Add a rich new element to your Summer Grilling
Last weekend in honor of 30 years of friendship, a group of us got together for our first Grill of the season. And like way back then, we all cooked something bringing it with us to our reunion. The meal centered around Steak cooked to perfection over charcoal. I brought along something that takes anything cooked on a grill to a new level. It’s composed butter! In French, it’s called ‘beurre composé’: Butter that’s been softened and then whipped together with herbs, spices, or aromatics. The butter is then re-formed in plastic wrap or parchment paper, and chilled until it’s firm enough to slice. Voilà! Your beurre composé melts on top of meats and vegetables adding a whole new level of flavor to whatever you grill. There are endless variations. Here’s the one we used last weekend: https://chewingthefat.us.com/2022/05/melissa-clarks-grilled-flank-steak-with-worcestershire-butter.html Here are three more.
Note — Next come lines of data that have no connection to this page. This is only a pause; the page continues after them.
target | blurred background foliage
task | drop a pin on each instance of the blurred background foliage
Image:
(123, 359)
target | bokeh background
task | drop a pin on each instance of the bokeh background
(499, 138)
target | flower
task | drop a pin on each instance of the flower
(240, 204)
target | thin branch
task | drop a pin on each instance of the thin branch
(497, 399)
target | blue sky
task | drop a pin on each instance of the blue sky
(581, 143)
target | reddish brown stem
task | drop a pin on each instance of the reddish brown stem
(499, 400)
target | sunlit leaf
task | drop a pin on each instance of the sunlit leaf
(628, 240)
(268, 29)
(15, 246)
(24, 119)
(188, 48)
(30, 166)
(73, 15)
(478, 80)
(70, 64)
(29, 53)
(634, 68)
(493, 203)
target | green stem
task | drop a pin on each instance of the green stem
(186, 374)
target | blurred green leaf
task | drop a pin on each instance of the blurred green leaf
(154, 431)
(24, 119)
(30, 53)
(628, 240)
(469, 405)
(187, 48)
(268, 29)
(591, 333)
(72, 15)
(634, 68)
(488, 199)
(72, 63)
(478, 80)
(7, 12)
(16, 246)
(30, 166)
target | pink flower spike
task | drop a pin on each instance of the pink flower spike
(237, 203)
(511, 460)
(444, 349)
Composed Butter with Montreal Steak Seasoning
There’s a delicatessen in Montreal which is pretty well a mandatory stop on any food tour of the city. Despite its humble appearance, Schwartz’s on Boulevard St. Laurent is a noisy, perpetually packed purveyor of Montreal’s signature smoked meat. To make the smoked meat, pickling spice is rubbed all over beef brisket. The pickling spice has its origins in Eastern European Jewish cooking. A cook at Schwartz’s, Morris “The Shadow” Sherman, began adding the spice rub to his own rib and liver steaks. Customers tasting these cuts soon started asking for the stuff themselves. It became so popular, that it’s the norm at Montreal’s steakhouses and delis. If you can’t find Montreal Steak Seasoning in your supermarket, I’ve included the recipe for it along with how to make the butter. And because Montreal is so Francaise, let’s call this one Beurre Compose
Recipe for Beurre Composé with Montreal Steak Seasoning
A fantastic topping for any cut of steak, it's also add great flavor to grilled vegetables, pork or lamb chops
- To make Montreal Steak Seasoning:
- 2 teaspoons California garlic powder (don’t ask me why California…probably any garlic powder, but NOT garlic salt, will do)
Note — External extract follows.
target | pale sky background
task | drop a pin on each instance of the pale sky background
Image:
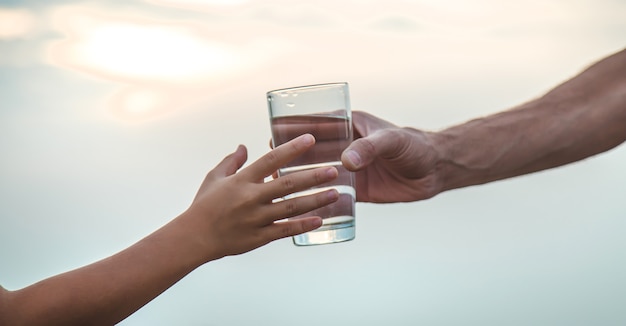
(112, 112)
- 4 teaspoons coarsely ground coriander seeds
- 2 tablespoons coarse salt (kosher or sea)
- 4 teaspoons dill weed
- 4 teaspoons paprika
- 4 teaspoons crushed red pepper flakes (or cayenne pepper)
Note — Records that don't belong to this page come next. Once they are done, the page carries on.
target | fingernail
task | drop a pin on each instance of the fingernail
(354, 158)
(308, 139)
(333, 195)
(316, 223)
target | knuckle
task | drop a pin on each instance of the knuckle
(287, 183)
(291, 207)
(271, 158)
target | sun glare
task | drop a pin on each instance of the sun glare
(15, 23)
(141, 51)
- 4 teaspoons fresh ground black pepper (coarse)
- You can store the spice mix for months in a sealed container.
- For the Beurre Compose:
- 2 sticks of unsalted Butter
- 3 tbsp. Montreal Steak Seasoning (or to taste)
- Parchment Paper or Plastic Wrap
- Step 1 To Make Beurre Compose with Montreal Steak Seasoning:
- Step 2 Let the butter sit on the kitchen counter for two hours. Using a fork, incorporate the Montreal Steak Seasoning into the softened butter. Add 1 tbsp at a time tasting until you are satisfied with the taste.
- Step 3 Take the softened butter and put it on a sheet of parchment paper or plastic wrap. Roll it into a log.
- Step 4 Put the rolled butter into the refrigerator for at least two hours. When it has solidified, remove the parchment paper or plastic wrap and put the roll on a plate. Refrigerate until ready to use.
- Step 5 Slice the Beurre Compose into 1/4 inch disks. Put the disks atop whatever meat or vegetables you choose.
- Step 6 Beurre Compose can be kept in the refrigerator for 2 – 3 weeks.
Hugue Dufour’s Recipe for Minute Steak Stacks with Herbed Anchovy Butter
Another Montrealer took New York by storm. Hugue Dufour is, how you say, unconventional. He is an alumnus of Montreal’s quirky and fantastic “Au Pied du Cochon” a palace of over-the-top cooking you can read about here: https://chewingthefat.us.com/2011/10/our-trip-to-beautiful-montreal-and.html. Chef Dufour and his wife, Sarah Obraitis arrived in New York opening a diner in a location so off the beaten track, that no one could believe it. But their Quebecois cuisine attracted people to the Queens neighborhood previously passed through on our way to the airports. They followed by opening a steakhouse, M. Wells, in a converted auto body shop. There Chef Dufour created his homage to the minute steak — a whole stack of them. Quickly cooked, they are piled up with pats of anchovy herb butter between each layer. Averse to anchovies? Think of them as salt in the butter and try it on any cut of steak or lamb chops or grilled fish.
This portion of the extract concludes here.